0

I have created two tables Industry and Salary with a many to many relationship

Industry table

  • Industry PK

Salary

  • SalaryID pk

  • Income

  • Year

IndustrySalary junction table

  • Industry FK
  • SalaryID FK

I have crawled data from two different sites with one site containing information about the industry names and the other with income level, industy that it is relates to and the year.

Whats the best way i should go about to populate the junction table?

I was thinking of storing the data gathered from the salary site in an array [ [industry,salary,year] ,[industry,salary,year]...]

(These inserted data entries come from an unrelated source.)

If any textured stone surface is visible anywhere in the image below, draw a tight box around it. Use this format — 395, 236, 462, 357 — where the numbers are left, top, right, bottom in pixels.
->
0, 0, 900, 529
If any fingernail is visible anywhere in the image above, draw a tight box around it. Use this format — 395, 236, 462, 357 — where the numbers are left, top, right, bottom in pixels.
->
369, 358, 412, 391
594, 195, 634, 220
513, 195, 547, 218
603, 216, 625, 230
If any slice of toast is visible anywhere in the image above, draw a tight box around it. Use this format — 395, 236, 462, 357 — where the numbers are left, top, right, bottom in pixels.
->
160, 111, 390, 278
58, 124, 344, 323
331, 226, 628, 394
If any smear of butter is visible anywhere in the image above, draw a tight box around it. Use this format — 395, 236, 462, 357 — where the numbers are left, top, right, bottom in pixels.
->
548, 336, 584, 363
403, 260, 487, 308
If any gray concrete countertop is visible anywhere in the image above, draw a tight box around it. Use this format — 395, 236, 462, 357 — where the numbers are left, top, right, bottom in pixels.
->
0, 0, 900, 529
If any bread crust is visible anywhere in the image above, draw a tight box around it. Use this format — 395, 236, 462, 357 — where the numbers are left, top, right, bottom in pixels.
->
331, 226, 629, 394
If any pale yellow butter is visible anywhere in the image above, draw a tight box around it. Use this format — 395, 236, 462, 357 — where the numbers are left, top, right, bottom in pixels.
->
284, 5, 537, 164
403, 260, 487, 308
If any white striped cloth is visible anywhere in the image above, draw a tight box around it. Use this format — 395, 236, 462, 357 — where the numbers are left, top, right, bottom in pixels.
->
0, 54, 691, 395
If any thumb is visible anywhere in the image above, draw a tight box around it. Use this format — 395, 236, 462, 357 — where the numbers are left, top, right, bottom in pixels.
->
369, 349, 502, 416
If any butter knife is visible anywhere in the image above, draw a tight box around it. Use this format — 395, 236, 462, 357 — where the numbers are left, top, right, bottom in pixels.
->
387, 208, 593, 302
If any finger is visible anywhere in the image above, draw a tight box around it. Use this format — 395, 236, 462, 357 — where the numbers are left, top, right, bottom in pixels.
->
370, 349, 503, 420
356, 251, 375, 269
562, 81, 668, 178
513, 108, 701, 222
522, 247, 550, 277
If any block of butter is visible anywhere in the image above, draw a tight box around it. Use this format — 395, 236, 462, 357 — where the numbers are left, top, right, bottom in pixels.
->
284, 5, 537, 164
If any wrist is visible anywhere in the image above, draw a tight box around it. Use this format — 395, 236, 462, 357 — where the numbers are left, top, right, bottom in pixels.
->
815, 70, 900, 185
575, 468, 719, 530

Populating the industry and salary table

For each array stored in the array, check if industry has been stored in the industry DB table, get its ID

Check the remaining year and salary in that appended array if it exists in the salary DB table, get its ID

Insert ID of both tables into junctiom table

Repeat these steps until all arrays in the larger array has been accounted for

Any opinions kn this current method and its viability?

Yeo Bryan
  • 331
  • 4
  • 24

1 Answers1

0

Assuming the Salary table has the industry ID in it, I would suggest write a SQL query, similar to:

SELECT DISTINCT IndustryID,SalaryID from Salary

And do an INSERT INTO the junction table.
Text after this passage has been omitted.